A tall man in Leonhart guard robes stepped forward, his aura simmering.
He knelt briefly beside Yan.
"Young master Yan, are you hurt?"
"I'm fine…" the boy muttered, surprised.
The guard turned toward the collapsed Tianqi with a cold glare.
"You dare attack in Leonhart territory? Did you think no one would intervene?"
Tianqi coughed violently, anger and humiliation burning his face.
"Y-You don't know who I am…"
"Oh, we know," the guard snapped. "You're a heir of Drake and your brother's Gavin.

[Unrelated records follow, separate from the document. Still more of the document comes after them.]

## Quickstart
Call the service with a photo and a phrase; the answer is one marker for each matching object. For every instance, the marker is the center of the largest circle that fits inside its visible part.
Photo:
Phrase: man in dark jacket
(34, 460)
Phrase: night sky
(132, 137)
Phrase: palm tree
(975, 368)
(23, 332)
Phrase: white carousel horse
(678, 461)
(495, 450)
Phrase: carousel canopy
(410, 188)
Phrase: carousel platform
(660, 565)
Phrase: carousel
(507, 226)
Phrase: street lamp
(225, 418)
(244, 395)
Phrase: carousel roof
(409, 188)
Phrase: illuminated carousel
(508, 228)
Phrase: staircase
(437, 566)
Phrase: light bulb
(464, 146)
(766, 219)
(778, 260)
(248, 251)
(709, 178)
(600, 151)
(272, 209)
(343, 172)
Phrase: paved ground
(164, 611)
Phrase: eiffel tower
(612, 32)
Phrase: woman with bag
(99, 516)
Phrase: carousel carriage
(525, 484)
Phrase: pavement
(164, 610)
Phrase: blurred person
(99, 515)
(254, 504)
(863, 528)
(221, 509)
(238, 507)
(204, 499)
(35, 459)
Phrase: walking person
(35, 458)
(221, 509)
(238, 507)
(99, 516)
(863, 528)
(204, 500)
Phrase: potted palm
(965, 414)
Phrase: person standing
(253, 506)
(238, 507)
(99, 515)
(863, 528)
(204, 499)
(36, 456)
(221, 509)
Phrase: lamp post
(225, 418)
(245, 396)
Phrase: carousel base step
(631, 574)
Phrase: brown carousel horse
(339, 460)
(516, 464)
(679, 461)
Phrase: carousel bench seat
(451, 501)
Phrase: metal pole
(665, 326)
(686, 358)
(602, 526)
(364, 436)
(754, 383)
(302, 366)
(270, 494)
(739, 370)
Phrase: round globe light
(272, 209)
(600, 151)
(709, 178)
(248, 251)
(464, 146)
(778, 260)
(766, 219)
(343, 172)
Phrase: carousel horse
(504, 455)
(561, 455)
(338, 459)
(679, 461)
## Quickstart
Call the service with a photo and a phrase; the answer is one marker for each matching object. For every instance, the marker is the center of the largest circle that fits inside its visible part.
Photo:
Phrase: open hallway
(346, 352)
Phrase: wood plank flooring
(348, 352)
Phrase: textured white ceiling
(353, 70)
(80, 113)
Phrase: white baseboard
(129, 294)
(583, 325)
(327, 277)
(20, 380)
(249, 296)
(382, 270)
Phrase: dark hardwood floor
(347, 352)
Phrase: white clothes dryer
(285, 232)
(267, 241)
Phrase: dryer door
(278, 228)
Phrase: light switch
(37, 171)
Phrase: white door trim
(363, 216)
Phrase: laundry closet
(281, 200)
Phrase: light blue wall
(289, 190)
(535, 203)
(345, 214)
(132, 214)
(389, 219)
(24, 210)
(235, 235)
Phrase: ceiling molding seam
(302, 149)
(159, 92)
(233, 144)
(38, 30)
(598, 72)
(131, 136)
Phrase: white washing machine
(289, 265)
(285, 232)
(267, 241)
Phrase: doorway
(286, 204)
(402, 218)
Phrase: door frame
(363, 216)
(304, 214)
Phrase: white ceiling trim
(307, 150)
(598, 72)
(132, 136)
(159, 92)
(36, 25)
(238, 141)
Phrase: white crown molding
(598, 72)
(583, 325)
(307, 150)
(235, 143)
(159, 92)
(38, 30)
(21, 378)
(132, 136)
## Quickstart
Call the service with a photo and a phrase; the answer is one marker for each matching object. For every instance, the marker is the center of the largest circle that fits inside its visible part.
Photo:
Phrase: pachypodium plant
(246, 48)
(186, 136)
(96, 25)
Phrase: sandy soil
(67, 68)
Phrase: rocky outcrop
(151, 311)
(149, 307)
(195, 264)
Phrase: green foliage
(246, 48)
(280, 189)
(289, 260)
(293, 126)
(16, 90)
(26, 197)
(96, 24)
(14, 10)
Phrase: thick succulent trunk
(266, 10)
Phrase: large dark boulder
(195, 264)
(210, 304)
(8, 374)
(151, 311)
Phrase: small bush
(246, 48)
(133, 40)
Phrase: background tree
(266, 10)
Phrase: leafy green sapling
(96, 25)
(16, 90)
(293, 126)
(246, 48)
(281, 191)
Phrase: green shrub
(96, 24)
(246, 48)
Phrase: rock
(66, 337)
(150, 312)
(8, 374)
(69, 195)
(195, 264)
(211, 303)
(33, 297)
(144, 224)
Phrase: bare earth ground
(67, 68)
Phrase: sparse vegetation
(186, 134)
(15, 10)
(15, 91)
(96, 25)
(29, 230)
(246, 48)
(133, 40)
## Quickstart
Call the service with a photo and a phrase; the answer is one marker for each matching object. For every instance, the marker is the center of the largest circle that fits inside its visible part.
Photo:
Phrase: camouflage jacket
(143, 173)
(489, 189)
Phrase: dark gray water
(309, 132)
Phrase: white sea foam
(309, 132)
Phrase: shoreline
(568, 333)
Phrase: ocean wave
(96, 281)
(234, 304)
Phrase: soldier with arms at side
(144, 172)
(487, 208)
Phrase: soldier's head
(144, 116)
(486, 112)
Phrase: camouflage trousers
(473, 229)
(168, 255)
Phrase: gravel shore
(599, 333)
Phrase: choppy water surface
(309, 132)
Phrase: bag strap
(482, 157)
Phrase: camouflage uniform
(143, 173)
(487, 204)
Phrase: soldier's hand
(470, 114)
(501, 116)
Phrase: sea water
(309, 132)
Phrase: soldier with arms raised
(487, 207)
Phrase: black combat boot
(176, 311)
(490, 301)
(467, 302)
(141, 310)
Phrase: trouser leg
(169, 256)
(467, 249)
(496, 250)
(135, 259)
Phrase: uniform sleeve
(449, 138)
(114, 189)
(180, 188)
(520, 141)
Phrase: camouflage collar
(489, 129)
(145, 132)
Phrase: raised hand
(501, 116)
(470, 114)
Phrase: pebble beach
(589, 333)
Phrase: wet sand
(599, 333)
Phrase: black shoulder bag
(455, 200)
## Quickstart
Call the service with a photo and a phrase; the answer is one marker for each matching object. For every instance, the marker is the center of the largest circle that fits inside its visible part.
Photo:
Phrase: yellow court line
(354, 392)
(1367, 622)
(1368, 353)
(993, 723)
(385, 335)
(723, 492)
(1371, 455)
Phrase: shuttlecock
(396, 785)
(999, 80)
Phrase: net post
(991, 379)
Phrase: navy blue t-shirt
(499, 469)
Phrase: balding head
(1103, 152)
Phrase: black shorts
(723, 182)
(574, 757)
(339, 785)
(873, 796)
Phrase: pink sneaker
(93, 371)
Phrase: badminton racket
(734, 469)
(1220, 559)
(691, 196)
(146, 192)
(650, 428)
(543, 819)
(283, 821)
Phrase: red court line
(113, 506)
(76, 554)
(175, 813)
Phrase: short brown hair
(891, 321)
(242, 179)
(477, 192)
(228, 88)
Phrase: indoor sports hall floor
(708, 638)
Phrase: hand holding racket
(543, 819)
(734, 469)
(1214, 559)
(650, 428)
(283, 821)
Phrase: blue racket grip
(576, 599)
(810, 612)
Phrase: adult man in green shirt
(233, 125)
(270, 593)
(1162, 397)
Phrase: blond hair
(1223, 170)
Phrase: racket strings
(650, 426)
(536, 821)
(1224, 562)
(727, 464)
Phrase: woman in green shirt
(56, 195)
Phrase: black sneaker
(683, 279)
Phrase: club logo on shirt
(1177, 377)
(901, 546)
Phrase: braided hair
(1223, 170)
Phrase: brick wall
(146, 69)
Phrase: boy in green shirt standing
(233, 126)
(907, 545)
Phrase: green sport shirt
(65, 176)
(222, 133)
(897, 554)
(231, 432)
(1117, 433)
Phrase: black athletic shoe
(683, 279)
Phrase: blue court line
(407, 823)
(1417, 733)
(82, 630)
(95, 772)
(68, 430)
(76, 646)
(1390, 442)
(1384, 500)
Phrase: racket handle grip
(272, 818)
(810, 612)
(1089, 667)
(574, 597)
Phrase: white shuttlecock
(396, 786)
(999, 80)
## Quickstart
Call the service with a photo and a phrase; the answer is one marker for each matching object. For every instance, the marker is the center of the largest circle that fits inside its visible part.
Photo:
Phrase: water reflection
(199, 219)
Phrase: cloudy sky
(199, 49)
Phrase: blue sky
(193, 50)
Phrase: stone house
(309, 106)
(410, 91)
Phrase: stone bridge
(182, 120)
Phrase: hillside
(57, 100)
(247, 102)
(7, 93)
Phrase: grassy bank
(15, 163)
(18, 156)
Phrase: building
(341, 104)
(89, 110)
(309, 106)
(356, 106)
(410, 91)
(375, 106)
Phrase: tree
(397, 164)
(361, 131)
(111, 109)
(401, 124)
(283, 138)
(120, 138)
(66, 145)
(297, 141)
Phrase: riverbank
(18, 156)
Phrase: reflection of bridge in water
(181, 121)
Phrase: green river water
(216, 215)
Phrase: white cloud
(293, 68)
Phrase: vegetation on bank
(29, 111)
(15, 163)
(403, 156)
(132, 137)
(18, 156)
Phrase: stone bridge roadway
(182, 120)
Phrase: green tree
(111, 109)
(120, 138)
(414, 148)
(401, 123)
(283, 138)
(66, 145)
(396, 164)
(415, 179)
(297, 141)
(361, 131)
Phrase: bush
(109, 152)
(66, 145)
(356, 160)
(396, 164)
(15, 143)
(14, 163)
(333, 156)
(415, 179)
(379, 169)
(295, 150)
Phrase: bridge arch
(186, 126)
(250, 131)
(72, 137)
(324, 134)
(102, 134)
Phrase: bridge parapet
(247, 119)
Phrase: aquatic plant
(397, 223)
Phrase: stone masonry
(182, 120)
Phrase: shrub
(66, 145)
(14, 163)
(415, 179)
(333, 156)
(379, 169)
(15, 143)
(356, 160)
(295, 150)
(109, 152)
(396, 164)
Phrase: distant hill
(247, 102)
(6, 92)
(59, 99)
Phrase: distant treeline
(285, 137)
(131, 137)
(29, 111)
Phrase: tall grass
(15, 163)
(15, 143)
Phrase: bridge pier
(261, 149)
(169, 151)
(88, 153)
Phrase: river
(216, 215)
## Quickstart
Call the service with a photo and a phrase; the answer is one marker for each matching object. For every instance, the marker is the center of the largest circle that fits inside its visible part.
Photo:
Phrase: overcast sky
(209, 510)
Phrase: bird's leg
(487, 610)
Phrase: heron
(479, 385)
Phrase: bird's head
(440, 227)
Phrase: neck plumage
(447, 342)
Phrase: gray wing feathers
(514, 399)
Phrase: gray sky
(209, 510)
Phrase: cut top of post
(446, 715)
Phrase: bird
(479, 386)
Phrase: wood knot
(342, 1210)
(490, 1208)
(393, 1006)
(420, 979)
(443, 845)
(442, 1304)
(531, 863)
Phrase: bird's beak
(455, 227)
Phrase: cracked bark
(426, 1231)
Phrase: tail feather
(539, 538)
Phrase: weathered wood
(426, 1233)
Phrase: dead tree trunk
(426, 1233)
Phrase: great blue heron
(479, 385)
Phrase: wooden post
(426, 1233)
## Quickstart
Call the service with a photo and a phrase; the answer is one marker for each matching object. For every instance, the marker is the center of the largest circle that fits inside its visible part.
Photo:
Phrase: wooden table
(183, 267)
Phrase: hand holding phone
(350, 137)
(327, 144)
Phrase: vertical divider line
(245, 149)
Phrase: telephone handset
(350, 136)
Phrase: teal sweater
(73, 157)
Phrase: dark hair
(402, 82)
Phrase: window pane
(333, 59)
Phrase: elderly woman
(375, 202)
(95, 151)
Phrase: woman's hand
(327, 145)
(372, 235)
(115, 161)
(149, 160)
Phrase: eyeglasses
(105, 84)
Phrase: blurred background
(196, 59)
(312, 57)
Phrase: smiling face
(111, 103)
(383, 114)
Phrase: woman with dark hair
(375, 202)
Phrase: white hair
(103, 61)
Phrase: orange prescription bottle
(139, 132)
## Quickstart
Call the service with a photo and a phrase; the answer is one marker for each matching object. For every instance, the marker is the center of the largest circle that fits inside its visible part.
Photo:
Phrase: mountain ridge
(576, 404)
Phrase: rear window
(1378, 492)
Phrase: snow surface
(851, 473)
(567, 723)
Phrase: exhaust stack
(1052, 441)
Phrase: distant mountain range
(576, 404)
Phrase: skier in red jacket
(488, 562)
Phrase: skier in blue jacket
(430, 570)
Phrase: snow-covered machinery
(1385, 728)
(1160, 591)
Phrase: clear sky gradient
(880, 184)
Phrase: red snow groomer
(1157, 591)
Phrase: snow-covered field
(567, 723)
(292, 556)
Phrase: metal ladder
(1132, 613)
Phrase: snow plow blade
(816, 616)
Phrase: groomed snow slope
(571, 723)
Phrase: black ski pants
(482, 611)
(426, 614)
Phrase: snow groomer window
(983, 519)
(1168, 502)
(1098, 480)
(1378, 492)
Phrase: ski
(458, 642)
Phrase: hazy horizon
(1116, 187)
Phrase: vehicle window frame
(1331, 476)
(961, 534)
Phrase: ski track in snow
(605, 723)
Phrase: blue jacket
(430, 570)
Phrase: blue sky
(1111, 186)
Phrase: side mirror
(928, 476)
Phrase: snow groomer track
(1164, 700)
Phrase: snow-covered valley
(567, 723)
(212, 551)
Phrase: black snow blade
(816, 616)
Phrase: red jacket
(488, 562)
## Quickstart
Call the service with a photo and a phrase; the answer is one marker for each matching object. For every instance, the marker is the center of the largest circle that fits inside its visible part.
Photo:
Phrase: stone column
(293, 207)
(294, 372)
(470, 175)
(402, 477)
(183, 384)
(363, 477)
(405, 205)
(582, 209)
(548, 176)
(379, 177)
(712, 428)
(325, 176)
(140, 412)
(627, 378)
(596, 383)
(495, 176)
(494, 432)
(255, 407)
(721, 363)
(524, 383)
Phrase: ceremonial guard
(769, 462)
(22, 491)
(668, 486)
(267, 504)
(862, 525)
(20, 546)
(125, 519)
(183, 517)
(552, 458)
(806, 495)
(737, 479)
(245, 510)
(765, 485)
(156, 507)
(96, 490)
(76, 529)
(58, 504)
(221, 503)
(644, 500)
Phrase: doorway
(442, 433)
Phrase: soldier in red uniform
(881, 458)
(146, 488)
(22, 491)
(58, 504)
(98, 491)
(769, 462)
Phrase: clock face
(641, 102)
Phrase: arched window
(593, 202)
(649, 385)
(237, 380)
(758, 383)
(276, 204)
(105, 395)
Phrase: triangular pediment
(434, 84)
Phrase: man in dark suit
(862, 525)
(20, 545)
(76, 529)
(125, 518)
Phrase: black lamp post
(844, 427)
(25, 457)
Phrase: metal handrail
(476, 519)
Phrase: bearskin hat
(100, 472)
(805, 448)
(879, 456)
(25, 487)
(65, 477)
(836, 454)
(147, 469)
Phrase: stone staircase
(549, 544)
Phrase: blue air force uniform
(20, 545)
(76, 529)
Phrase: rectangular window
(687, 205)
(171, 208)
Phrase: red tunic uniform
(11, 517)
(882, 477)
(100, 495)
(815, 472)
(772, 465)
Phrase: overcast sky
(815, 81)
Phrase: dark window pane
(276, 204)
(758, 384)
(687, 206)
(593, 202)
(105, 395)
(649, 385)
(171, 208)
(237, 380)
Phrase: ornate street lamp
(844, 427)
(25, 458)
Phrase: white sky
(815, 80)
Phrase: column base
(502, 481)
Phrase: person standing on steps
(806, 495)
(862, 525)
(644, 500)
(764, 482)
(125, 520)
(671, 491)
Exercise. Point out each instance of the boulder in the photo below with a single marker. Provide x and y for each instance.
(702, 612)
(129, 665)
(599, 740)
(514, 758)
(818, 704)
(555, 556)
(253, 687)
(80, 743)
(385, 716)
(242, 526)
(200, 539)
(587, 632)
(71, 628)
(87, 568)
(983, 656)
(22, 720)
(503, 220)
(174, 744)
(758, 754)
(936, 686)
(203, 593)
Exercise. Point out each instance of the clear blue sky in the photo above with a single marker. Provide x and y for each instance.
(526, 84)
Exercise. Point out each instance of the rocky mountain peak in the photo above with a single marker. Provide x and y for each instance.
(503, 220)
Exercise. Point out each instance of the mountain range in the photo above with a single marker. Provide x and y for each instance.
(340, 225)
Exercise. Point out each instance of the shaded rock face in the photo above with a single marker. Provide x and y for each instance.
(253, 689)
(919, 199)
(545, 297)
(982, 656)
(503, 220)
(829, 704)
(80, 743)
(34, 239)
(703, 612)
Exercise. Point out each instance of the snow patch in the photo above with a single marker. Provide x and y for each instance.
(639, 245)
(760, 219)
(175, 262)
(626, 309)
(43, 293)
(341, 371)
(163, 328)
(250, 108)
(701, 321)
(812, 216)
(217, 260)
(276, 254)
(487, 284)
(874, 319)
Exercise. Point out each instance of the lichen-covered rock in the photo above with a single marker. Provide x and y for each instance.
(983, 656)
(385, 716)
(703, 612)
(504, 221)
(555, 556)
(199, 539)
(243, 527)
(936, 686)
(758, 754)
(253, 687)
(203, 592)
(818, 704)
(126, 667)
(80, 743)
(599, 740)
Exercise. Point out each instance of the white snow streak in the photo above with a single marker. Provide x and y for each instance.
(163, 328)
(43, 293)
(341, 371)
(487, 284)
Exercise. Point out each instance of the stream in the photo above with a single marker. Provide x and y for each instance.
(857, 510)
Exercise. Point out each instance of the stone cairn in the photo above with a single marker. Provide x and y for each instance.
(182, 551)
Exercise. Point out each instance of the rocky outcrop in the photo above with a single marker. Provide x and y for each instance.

But this is our domain, not the Skycloud Sect's."
He stood tall and showed no intent to bow down his head, he said
"You picked the wrong stage for your little performance, Drake boy."
Somewhere deep within the Leonhart estate, in a sealed meditation chamber lined with formation runes and flickering soulfire lanterns, Leo's eyes slowly opened.
The air around him seemed to still.
A blurry ripple had pulsed through the Eye of Fate, faint but sharp and yet, even through that fragmented vision, Leo saw enough.
A thread of karma had been stirred. The pieces were small, but the intent behind them was not.
Tianqi Drake, he hummed.
As he exhaled slowly, a breath that seemed to carry both amusement and a flicker of cold calculation.
The Drakes are making their move. Testing waters… poking boundaries. Not unexpected.But still, to use their own son as bait? Is it Desperation or confidence?
His gaze shifted toward the far wall toward where Blazecity's bustling skyline lay just beyond stone and steel.
"They've started testing the edges," he murmured calmly "They want to make sure that I am fully dead."
He paused, fingers brushing the ancient hilt of his sword. He didn't yet need it. Not for a child's trick.
But they will need to learn, he thought, the gleam in his eye sharpening.If they tug at fate's strings, I will remind them who weaves the tapestry.
His hand dropped away from the blade.
"Then let's give them something to fear," he said aloud, lips curling into a faint, knowing smile.
"Let's give them… clarity."
He turned, the chamber behind him sealing shut with a hum of warding light.
Outside, Blazecity carried on unaware that in one quiet moment, the storm had begun to stir.